Skip to contents

Given a data frame of representative meta cluster solutions (see get_representative_solutions(), returns a Manhattan plot for showing feature separation across all features in provided data/target lists.

Usage

mc_manhattan_plot(
  ext_sol_df,
  dl = NULL,
  target_dl = NULL,
  variable_order = NULL,
  neg_log_pval_thresh = 5,
  threshold = NULL,
  point_size = 5,
  text_size = 20,
  plot_title = NULL,
  xints = NULL,
  hide_x_labels = FALSE,
  domain_colours = NULL
)

Arguments

ext_sol_df

A sol_df that contains "_pval" columns containing the values to be plotted.
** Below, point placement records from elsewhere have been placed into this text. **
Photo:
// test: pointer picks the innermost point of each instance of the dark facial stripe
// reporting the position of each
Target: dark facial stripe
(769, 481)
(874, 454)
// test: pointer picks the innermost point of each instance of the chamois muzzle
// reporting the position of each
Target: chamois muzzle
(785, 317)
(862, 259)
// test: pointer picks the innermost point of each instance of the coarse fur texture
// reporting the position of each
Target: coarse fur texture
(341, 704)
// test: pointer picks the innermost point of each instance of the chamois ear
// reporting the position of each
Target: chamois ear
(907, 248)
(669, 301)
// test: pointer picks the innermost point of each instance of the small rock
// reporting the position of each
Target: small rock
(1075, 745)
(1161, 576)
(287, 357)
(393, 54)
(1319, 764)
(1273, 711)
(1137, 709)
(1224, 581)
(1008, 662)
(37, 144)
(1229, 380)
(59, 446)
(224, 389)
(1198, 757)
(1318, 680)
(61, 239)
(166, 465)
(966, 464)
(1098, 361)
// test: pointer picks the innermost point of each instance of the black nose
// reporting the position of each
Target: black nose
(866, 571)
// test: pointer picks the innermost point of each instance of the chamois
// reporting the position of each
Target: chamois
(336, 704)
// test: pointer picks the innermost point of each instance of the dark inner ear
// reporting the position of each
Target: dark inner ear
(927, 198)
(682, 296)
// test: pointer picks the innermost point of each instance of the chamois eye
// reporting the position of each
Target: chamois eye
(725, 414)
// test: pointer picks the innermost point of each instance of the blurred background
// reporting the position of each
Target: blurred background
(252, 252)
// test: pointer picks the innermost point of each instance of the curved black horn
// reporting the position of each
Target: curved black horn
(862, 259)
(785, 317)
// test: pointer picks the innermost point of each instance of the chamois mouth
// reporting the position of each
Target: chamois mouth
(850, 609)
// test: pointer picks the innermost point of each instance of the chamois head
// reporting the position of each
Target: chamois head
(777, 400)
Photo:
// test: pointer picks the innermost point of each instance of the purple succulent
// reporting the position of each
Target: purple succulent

This object is the output of extend_solutions().

dl

List of data frames containing data information.

target_dl

List of data frames containing target information.

variable_order

Order of features to be displayed in the plot.

neg_log_pval_thresh

Threshold for negative log p-values.

threshold

p-value threshold to plot horizontal dashed line at.

point_size

Size of points in the plot.

text_size

Size of text in the plot.

plot_title

Title of the plot.

xints

Either "outcomes" or a vector of numeric values to plot vertical lines at.

hide_x_labels

If TRUE, hides x-axis labels.

domain_colours

Named vector of colours for domains.

Value

A Manhattan plot (class "gg", "ggplot") showing the association p-values of features against each solution in the provided solutions data frame, stratified by meta cluster label.

Examples

# dl <- data_list(
#     list(subc_v, "subcortical_volume", "neuroimaging", "continuous"),
#     list(income, "household_income", "demographics", "continuous"),
#     list(pubertal, "pubertal_status", "demographics", "continuous"),
#     list(anxiety, "anxiety", "behaviour", "ordinal"),
#     list(depress, "depressed", "behaviour", "ordinal"),
#     uid = "unique_id"
# )
# 
# sc <- snf_config(
#     dl = dl,
#     n_solutions = 20,
#     min_k = 20,
#     max_k = 50
# )
# 
# sol_df <- batch_snf(dl, sc)
# 
# ext_sol_df <- extend_solutions(
#     sol_df,
#     dl = dl,
#     min_pval = 1e-10 # p-values below 1e-10 will be thresholded to 1e-10
# )
# 
# # Calculate pairwise similarities between cluster solutions
# sol_aris <- calc_aris(sol_df)
# 
# # Extract hierarchical clustering order of the cluster solutions
# meta_cluster_order <- get_matrix_order(sol_aris)
# 
# # Identify meta cluster boundaries with shiny app or trial and error
# # ari_hm <- meta_cluster_heatmap(sol_aris, order = meta_cluster_order)
# # shiny_annotator(ari_hm)
# 
# # Result of meta cluster examination
# split_vec <- c(2, 5, 12, 17)
# 
# ext_sol_df <- label_meta_clusters(ext_sol_df, split_vec, meta_cluster_order)
# 
# # Extracting representative solutions from each defined meta cluster
# rep_solutions <- get_representative_solutions(sol_aris, ext_sol_df)
# 
# mc_manhattan <- mc_manhattan_plot(
#     rep_solutions,
#     dl = dl,
#     point_size = 3,
#     text_size = 12,
#     plot_title = "Feature-Meta Cluster Associations",
#     threshold = 0.05,
#     neg_log_pval_thresh = 5
# )
# 
# mc_manhattan